Target Detection Improvements Using Temporal Integrations and Spatial Fusion

摘要

1). Both the pre- and post-detection temporal integrations considerably improve target detection by integrating only 3~5 time frames (tested by real sensor noise as well as computer generated noise). 2). The newly developed pre-detection temporal integration techniques (Additive, Multiplicative, or MIN Fusion) perform a little better than the traditional post-detection temporal integration technique (Persistency Test). Detection results can be further improved by combining both the pre- and post-detection temporal integrations. 3). The techniques developed in this study can be further used for target recognition such as the ATR using matched filtering/correlation approach. 4). The sensor clutter noise looking at real scenes (trees, grass, roads, and buildings, etc.) has been studied.
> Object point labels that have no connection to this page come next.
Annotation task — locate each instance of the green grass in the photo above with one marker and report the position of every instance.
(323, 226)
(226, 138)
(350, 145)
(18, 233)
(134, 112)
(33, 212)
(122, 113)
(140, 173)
The sensor clutter noise at most (> 95%) of the sensor pixels is near stationary and un-correlated between pixels as well as (almost) un-correlated across time frames. 5). The noise at a few pixels (looking at the grass near the road edge) has shown non-stationary properties (with increasing or decreasing mean across time). 6). Based on observations over the real IR sensor clutter noise, we proposed two advanced thrsholding techniques: the double-thresholding and the reverse-thresholding. They can outperform the traditional CFAR single-thresholding technique when involving complicated clutter situations. 7). From the training data, if we encounter clutters with broader pdf (probability density function) than the target, it would be important to further investigate if the broad clutter pdf is caused by non-stationary noise with a time-variant mean or is caused by a mix of different clutter types with different stationary means. Then we can accordingly select different detection techniques such as the newly proposed double-thresholding or reverse-thresholding schemes discussed in the previous section. 8). It's critical to further investigate and understand the non-stationary noise property under different weather conditions and different background scenes and textures such as grass, trees, sand, and water surfaces, etc.